Mindelheimer Zeitung

Zwiespälti­ger Blick zurück

Frankreich Paris erwartet einen Tag der Stille

- Birgit Holzer

Paris Der 8. Mai als Tag der Befreiung von den deutschen Besatzern ist in Frankreich ein Feiertag. Angesichts der Corona-Krise und strikter Ausgangsbe­schränkung­en wurden zum 75. Jahrestag allerdings fast alle Veranstalt­ungen abgesagt. Präsident Emmanuel Macron wird lediglich wie üblich am Grab des unbekannte­n Soldaten unter dem Triumphbog­en einen Blumenkran­z ablegen.

Eine überaus prominent besetzte Feier hatte Frankreich bereits 2019 organisier­t: Zum Gedenken an den D-Day am 6. Juni 1944, an dem die alliierten Soldaten an den Stränden der Normandie landeten und damit entscheide­nd zur späteren Niederlage der Wehrmacht beitrugen, kamen unter anderem US-Präsident

Donald Trump, Queen Elizabeth II., die damalige britische Premiermin­isterin Theresa May, der kanadische Premiermin­ister Justin Trudeau und Kanzlerin Angela Merkel. Die Menschen in der Region in Nordfrankr­eich erlebten die Ankunft von rund 156 000 Soldaten damals zunächst nicht unbedingt als positiv.
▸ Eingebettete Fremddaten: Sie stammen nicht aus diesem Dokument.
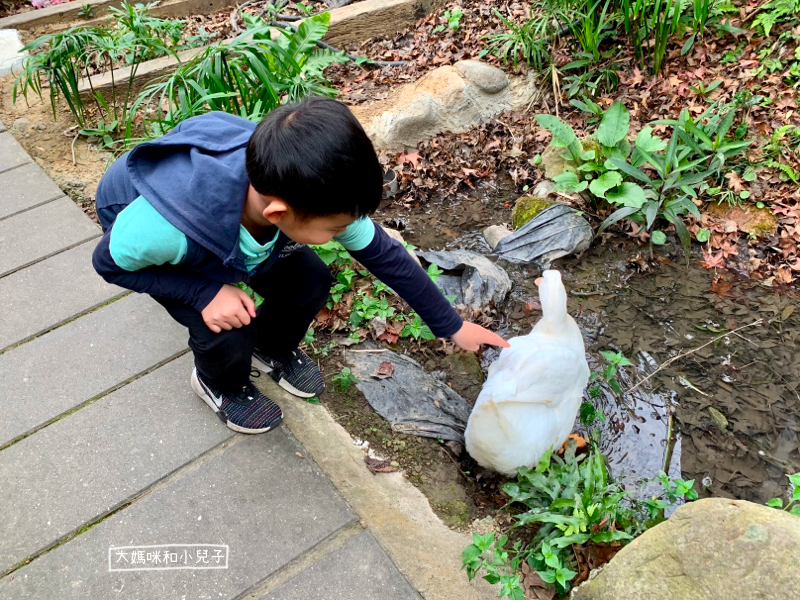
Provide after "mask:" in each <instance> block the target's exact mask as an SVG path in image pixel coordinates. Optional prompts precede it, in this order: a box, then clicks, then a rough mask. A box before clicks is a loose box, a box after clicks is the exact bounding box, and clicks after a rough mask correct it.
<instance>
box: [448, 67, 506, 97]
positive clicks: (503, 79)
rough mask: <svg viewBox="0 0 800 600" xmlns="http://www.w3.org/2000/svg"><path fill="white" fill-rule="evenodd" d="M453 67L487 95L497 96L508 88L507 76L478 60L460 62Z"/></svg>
mask: <svg viewBox="0 0 800 600" xmlns="http://www.w3.org/2000/svg"><path fill="white" fill-rule="evenodd" d="M453 66H454V67H455V68H456V70H457V71H458V72H459V73H460V74H461V76H462V77H464V79H467V80H469V81H470V83H472V84H474V85H475V86H476V87H478V88H480V89H481V90H483V91H484V92H486V93H487V94H497V93H498V92H501V91H503V90H504V89H506V88H507V87H508V76H507V75H506V74H505V73H503V71H501V70H500V69H498V68H497V67H493V66H492V65H488V64H486V63H484V62H481V61H479V60H460V61H458V62H457V63H456V64H455V65H453Z"/></svg>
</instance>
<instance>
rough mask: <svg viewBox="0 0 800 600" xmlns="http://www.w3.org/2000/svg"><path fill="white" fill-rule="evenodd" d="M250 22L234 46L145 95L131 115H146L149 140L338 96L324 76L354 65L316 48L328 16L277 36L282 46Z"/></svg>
mask: <svg viewBox="0 0 800 600" xmlns="http://www.w3.org/2000/svg"><path fill="white" fill-rule="evenodd" d="M245 22H246V24H247V29H246V31H244V32H243V33H242V34H240V35H239V36H237V37H236V38H234V39H233V40H230V41H229V42H228V43H225V44H221V43H220V44H215V45H212V46H210V47H208V48H206V49H205V50H204V51H203V52H202V53H201V54H200V55H198V56H196V57H195V58H194V59H192V60H191V61H189V62H187V63H185V64H182V65H180V66H179V67H178V68H177V69H176V71H175V72H174V73H172V74H171V75H170V76H168V77H167V78H166V79H164V80H162V81H158V82H155V83H153V84H150V85H148V86H147V87H146V88H145V89H144V90H142V92H141V93H140V94H139V95H138V96H137V98H136V100H135V101H134V103H133V105H132V107H131V113H136V112H140V113H141V114H142V115H144V119H143V123H142V124H143V127H144V130H145V134H146V135H147V136H158V135H161V134H163V133H165V132H167V131H169V130H170V129H172V128H173V127H175V125H177V124H178V123H180V122H181V121H183V120H185V119H188V118H190V117H194V116H196V115H199V114H203V113H205V112H208V111H211V110H221V111H224V112H228V113H231V114H236V115H239V116H242V117H245V118H248V119H251V120H254V121H257V120H260V119H261V117H262V116H263V115H265V114H266V113H267V112H269V111H270V110H271V109H272V108H274V107H275V106H278V105H279V104H281V103H282V102H291V101H295V100H299V99H300V98H303V97H305V96H309V95H325V96H333V95H334V90H333V88H332V87H331V86H330V84H329V83H328V81H327V80H326V79H325V77H324V75H323V74H322V72H323V70H324V69H325V68H326V67H328V66H330V65H331V64H333V63H343V62H347V60H349V59H348V58H347V56H346V55H344V54H343V53H337V52H333V51H331V50H327V49H321V48H318V47H317V42H318V41H319V40H320V39H322V36H324V35H325V33H326V32H327V30H328V23H329V22H330V14H329V13H323V14H320V15H317V16H314V17H310V18H308V19H305V20H303V21H302V22H301V23H300V25H299V26H298V28H297V31H296V32H292V31H291V30H287V29H279V30H277V31H279V32H280V35H279V37H278V39H277V40H273V39H272V37H271V32H273V31H276V29H275V28H274V27H272V26H270V25H268V24H267V23H266V21H264V20H262V19H260V18H257V17H249V16H248V17H246V18H245ZM151 115H152V116H151Z"/></svg>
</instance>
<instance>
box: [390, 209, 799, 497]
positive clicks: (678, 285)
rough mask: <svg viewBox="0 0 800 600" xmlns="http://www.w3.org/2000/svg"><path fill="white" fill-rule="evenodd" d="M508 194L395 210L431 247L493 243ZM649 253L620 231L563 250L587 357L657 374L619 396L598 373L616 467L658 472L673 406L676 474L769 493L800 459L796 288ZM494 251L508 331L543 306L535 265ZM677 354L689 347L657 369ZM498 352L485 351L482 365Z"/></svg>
mask: <svg viewBox="0 0 800 600" xmlns="http://www.w3.org/2000/svg"><path fill="white" fill-rule="evenodd" d="M507 202H508V201H507V200H504V199H503V198H499V199H498V198H497V197H495V199H494V200H492V201H489V200H487V199H485V198H484V199H480V198H463V199H460V200H459V206H458V208H457V209H453V208H452V207H451V206H445V205H444V204H441V205H435V204H432V205H430V206H429V207H428V208H427V209H426V211H425V213H424V214H419V213H416V214H414V215H413V217H412V216H411V215H408V217H403V216H402V215H399V214H398V213H395V217H394V218H395V219H397V220H398V222H399V221H401V220H402V221H403V223H402V224H404V225H406V226H407V231H405V232H404V235H406V238H407V239H408V240H409V241H411V242H412V243H414V244H417V245H419V246H421V247H423V248H425V249H429V248H430V249H442V248H446V249H456V248H459V249H468V250H472V251H476V252H480V253H483V254H489V248H488V246H487V245H486V243H485V242H484V241H483V238H482V237H481V235H480V231H482V229H483V227H485V226H488V225H490V224H496V223H498V222H502V221H508V215H507V214H506V213H507V212H508V207H507V206H505V205H506V204H507ZM408 223H413V227H411V226H409V225H408ZM387 224H389V225H391V224H392V222H391V221H389V222H388V223H387ZM662 251H663V252H668V251H666V250H662ZM642 256H646V251H645V250H644V249H642V248H639V247H637V246H635V245H634V244H615V245H613V246H611V245H604V246H596V247H593V248H592V249H591V250H590V251H589V252H587V253H586V255H585V256H583V257H582V258H581V260H579V261H578V260H574V259H570V260H562V261H557V263H556V267H557V268H559V269H560V270H562V272H563V276H564V281H565V285H566V286H567V288H568V290H569V293H570V297H569V308H570V313H571V314H573V315H574V316H575V317H576V320H577V322H578V324H579V325H580V327H581V329H582V331H583V333H584V337H585V340H586V345H587V350H588V351H589V352H590V353H591V356H592V357H591V360H590V367H591V368H592V370H593V371H597V370H600V369H601V368H602V366H603V365H601V364H599V362H598V357H599V354H598V352H599V351H600V350H614V351H618V352H622V353H623V354H624V355H625V356H626V357H627V358H629V359H630V360H632V361H633V363H634V367H627V368H626V369H624V370H623V371H622V372H620V374H619V375H618V380H619V382H620V385H621V387H622V389H623V391H627V390H630V389H631V388H633V387H634V386H635V385H636V384H637V383H638V382H640V381H641V380H642V379H644V378H645V377H648V376H650V378H649V379H648V380H647V381H646V382H645V383H644V384H643V385H640V386H639V387H637V388H636V389H635V390H634V391H633V392H632V393H623V396H622V398H617V397H615V395H614V394H613V392H612V391H611V390H610V389H608V388H607V387H606V386H602V388H601V389H602V393H601V396H600V398H596V399H594V400H593V403H594V404H595V406H596V407H597V408H598V409H601V410H602V411H603V413H604V414H605V416H606V422H605V423H604V424H600V425H599V427H600V429H601V431H602V435H603V450H604V451H605V452H606V454H607V455H608V457H609V460H610V462H611V467H612V470H613V471H614V473H615V474H616V475H617V476H620V477H622V478H623V479H624V480H625V481H628V482H631V483H632V482H634V481H639V480H640V479H642V478H652V477H656V475H657V473H658V471H659V470H661V469H662V468H664V466H665V465H664V459H665V452H666V451H667V446H668V444H667V438H668V429H669V421H670V417H669V416H670V414H672V415H673V419H672V420H673V428H674V436H673V437H674V444H673V445H672V448H671V460H670V462H669V465H666V466H667V470H668V472H669V473H670V475H672V476H673V477H677V476H682V477H683V478H685V479H695V480H696V481H697V482H698V486H697V487H698V488H700V491H701V496H704V495H715V496H723V497H730V498H743V499H746V500H751V501H754V502H760V503H763V502H764V501H766V500H768V499H769V498H772V497H775V496H778V495H780V494H781V493H783V492H784V491H785V490H786V489H787V484H788V481H787V479H786V477H785V474H786V473H794V472H798V471H800V448H799V447H798V433H800V426H799V425H798V415H799V414H800V394H799V393H798V385H799V384H800V295H798V293H797V290H794V289H775V288H768V287H765V286H763V285H761V284H760V283H759V282H757V281H753V280H748V279H745V278H742V277H739V276H737V275H735V274H731V273H724V274H715V273H714V272H713V271H708V270H706V269H703V268H701V267H699V266H698V265H696V264H695V261H696V259H695V258H693V259H692V262H691V263H690V264H689V265H688V266H687V265H686V263H685V261H684V259H683V254H682V253H681V252H680V251H673V252H671V253H670V254H669V259H668V260H667V259H663V258H662V259H661V260H655V261H648V260H644V259H643V258H642ZM500 264H501V266H503V267H504V268H505V269H506V270H507V271H508V273H509V275H510V276H511V278H512V280H513V281H514V290H513V291H512V294H511V297H510V300H509V301H508V302H507V303H506V305H504V306H503V307H502V310H501V311H499V312H500V313H501V325H500V333H501V334H503V335H506V336H513V335H521V334H524V333H527V332H528V331H529V330H530V327H531V325H532V324H533V323H534V322H535V321H536V320H537V319H538V317H539V314H540V313H539V312H538V310H537V308H536V302H535V299H536V298H537V293H536V288H535V285H534V283H533V281H534V279H535V277H536V276H538V269H536V268H535V267H526V266H519V265H511V264H508V263H504V262H501V263H500ZM796 309H797V310H796ZM756 322H757V324H755V325H750V324H753V323H756ZM746 325H750V326H748V327H745V328H743V329H741V330H739V331H736V332H735V333H733V330H735V329H737V328H740V327H743V326H746ZM709 342H711V343H709ZM704 344H708V345H706V346H704V347H702V348H700V347H701V346H703V345H704ZM698 348H700V349H698ZM686 353H689V354H686ZM679 354H686V356H685V357H682V358H679V359H677V360H675V361H673V362H672V363H670V364H668V365H666V366H665V367H662V368H660V369H659V366H660V365H663V364H664V363H665V362H667V361H669V360H670V359H672V358H674V357H676V356H678V355H679ZM495 356H496V352H493V351H489V352H486V353H484V356H483V366H484V368H485V367H486V366H487V365H488V364H489V363H491V361H492V360H493V359H494V358H495ZM720 416H721V417H722V419H720ZM701 482H702V483H701ZM644 491H645V492H646V493H649V492H651V491H653V492H655V491H658V487H657V486H655V484H649V485H648V486H647V487H646V488H645V489H644Z"/></svg>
Bei den heftigen Kämpfen kam es zu zahlreiche­n Zerstörung­en von Dörfern und Städten und rund 20 000 Zivilisten verloren ihr Leben.

In der französisc­hen Erinnerung­skultur nimmt das Gedenken an den Ersten Weltkrieg, den sogenannte­n „Großen Krieg“, meist mehr Raum ein, da die Opferzahl und die Zerstörung­en noch größer waren. Mit dem tapferen Frontsolda­ten, dem „Poilu“, entstand eine mythische Figur, die in Büchern, Comics und Filmen verklärt wurde.

Der Zweite Weltkrieg hingegen wird zwiespälti­g betrachtet, da es zwar einen organisier­ten Widerstand gab und der spätere Präsident Charles de Gaulle im Londoner Exil eine wichtige Rolle für die Résistance spielte. Daneben steht aber die Kollaborat­ion durch das Vichy-Regime. Erst 1995 hat Jacques Chirac als erster Staatschef eine Mitschuld an der Judenverfo­lgung durch das „Dritte Reich“eingestand­en. Von den fast 76 000 französisc­hen Juden, die deportiert wurden, kamen nur 2000 zurück.